A400M rozbił s ę w maju 2015 pod Sewillą podczas próbnego lotu powodując śmierć czterech z 6 członków załogi, bo trzy z 4 silników stanęły w kilka minut po starcie.
Dane niezbędne do zapewnienia pracy silników zostały przypadkowo usunięte przy wprowadzaniu oprogramowania na ziemi, a piloci nie mieli pojęcia o jakimkolwiek problemie do czasu wyłączenia się silników — informowała agencja Reutera w kilka tygodni po katastrofie powołując się na osoby związane z ustalaniem przyczyn.
Tajny raport hiszpańskich sił zbrojnych sporządzony latem podkreśla brak koordynacji i złe decyzje, które zaszkodziły najważniejszemu programowi wojskowemu w Europie. Wnioski raportu potwierdzają, że silniki przestały pracować na skutek usunięcia danych — wynika z fragmentów raportu, jakie dotarły do agencji i informacji od 3 osób związanych ze śledztwem.
Raport stwierdza także, że producenci silników uprzedzili w październiku 2014 Airbusa i Europejską Agencję Bezpieczeństwa Lotniczego EASA, iż błędy w instalowaniu oprogramowania mogą wywołać utratę danych dotyczących pracy silników, a technicy mogą nie wiedzieć o istnieniu takiego problemu przed startem.
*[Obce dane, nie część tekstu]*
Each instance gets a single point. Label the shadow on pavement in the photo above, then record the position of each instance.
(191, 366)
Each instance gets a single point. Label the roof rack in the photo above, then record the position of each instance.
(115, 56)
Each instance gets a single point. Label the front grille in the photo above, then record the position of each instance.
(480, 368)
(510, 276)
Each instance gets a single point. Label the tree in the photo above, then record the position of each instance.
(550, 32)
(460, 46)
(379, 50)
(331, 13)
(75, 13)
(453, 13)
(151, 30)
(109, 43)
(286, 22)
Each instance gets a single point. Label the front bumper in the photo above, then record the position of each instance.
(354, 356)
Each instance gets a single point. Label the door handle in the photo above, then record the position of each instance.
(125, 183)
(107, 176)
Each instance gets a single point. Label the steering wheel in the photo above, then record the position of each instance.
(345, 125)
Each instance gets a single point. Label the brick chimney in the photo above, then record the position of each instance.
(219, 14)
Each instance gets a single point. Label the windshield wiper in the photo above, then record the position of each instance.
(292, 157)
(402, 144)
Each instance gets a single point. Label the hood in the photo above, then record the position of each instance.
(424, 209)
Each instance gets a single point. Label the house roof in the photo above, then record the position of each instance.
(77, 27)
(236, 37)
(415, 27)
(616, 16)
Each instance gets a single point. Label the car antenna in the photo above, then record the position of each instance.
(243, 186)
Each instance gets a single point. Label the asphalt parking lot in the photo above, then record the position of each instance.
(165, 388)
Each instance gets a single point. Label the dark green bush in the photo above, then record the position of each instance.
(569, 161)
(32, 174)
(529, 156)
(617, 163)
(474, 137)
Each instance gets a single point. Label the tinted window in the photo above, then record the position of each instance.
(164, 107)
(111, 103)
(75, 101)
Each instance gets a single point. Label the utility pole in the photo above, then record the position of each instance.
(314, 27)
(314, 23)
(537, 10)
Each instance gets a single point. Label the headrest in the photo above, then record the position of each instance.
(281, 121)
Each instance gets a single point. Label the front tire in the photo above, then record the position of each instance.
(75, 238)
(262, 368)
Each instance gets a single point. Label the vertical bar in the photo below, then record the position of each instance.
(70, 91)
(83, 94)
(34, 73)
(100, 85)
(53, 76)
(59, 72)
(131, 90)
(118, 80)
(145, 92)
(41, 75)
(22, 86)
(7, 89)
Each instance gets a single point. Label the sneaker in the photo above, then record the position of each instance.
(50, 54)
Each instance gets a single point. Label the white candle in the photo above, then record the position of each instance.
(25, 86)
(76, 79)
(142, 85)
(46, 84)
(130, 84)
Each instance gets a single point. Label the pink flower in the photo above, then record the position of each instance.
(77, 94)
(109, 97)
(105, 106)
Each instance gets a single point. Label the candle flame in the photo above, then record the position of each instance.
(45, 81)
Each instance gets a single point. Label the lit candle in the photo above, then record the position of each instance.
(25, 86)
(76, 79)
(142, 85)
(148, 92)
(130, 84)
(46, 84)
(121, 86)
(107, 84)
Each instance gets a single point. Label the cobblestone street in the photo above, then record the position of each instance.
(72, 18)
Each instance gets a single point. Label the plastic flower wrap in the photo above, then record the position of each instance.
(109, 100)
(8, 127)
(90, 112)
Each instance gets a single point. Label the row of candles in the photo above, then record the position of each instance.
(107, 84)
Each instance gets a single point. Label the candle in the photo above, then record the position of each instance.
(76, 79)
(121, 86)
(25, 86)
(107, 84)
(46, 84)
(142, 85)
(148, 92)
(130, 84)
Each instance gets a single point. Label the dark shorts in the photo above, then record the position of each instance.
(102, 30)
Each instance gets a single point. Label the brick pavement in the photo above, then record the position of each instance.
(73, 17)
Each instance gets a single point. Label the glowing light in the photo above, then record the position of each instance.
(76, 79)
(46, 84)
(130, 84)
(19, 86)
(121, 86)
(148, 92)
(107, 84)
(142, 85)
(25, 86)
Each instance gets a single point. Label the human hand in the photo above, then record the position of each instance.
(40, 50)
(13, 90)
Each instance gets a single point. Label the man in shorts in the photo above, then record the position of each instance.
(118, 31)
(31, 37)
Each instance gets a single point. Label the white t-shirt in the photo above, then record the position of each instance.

Airbus powiedział agencji Reutera, że do katastrofy doszło „z powodu wielu różnych czynników i składających się przyczyn", odmówił jednak skomentowania wniosków śledztwa, których nie ogłoszono publicznie. Od tamtej pory grupa dokonała zmiany wszystkich systemów i spowodowała, „aby nie doszło do powtórzenia się stwierdzonego łańcucha przyczyn" — dodał jeden z rzeczników.